Direct Room-Temperature Procedure for the Synthesis of Multimetal Metal Organic Framework Electrocatalyst Layers
Michael Wark a, Danni Balkenhohl a, Levi Laurenz Schlueschen a, Jasmin Schmeling a, Dereje Hailu Taffa a
a Institute of Chemistry, Carl von Ossietzky University Oldenburg, Carl-von-Ossietzky-Str. 9-11, 26129 Oldenburg, Germany
Materials for Sustainable Development Conference (MATSUS)
Proceedings of MATSUS Spring 2025 Conference (MATSUSSpring25)
Multifunctional microporous materials for advanced applications in materials science - #FunPorMat
Sevilla, Spain, 2025 March 3rd - 7th
Organizers: Pablo del Pino and Beatriz Pelaz
Oral, Michael Wark, presentation 138
DOI: https://doi.org/10.29363/nanoge.matsusspring.2025.138
Publication date: 16th December 2024

In recent years, metal−organic frameworks (MOFs) have been extensively investigated for diverse heterogeneous catalysis due to their diversity of structures and outstanding physical and chemical properties.[1] Currently, most related work focuses on employing MOFs as porous substrate materials to fabricate confined nanoparticle or heteroatom doped electrocatalysts.[2] However, they must typically be annealed at high temperature before application.

Herein, a simple room-temperature process is used to synthesize a series of bi-, tri-, tetra- or penta-metallic MOFs directly on a nickel or steel substrate. The as-prepared MOFs are applied directly as highly efficient oxygen evolution reaction (OER) electrocatalysts with no post-annealing treatment. Highest OER activity was found for the tetra-metallic Ni2Co2MnZnFex-BTC MOF outperforming those of single metal MOFs and commercial precious RuO2 catalysts significantly.
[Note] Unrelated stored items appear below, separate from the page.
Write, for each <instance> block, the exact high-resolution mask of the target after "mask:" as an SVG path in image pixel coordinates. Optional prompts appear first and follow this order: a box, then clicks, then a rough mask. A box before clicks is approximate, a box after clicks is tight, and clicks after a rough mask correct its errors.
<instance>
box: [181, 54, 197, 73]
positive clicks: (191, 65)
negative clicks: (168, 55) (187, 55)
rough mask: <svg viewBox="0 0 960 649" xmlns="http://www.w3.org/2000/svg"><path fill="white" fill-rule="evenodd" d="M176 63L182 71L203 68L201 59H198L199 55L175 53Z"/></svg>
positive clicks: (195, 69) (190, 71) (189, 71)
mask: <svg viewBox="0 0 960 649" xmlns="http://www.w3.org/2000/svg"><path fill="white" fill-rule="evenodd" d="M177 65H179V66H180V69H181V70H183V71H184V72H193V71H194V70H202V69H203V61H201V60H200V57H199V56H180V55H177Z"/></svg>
With this MOF as the catalyst, OER current densities of 10 and 100 mA cm-2 can be achieved with overpotentials of only 222 and 250 mV, respectively. Meanwhile, a small Tafel slope of 30 mV dec-1 was obtained.

It was found important that some iron ions from the steel substrate are incorporated in the MOF structure due to local partial corrosion; if a nickel substrate is used some few iron ions must be added to obtain electrocatalytic activity. The presence of BTC linkers is important as well; without them no active material is deposited on the substrates.

Moreover, the catalysts show high electrochemical stability in strong basic solution as used in alkaline electrolysis. This work demonstrates that bi- and multi-metallic MOFs prepared by easy and energy-efficient deposition procedures are promising as advanced catalysts for electrochemical energy conversion.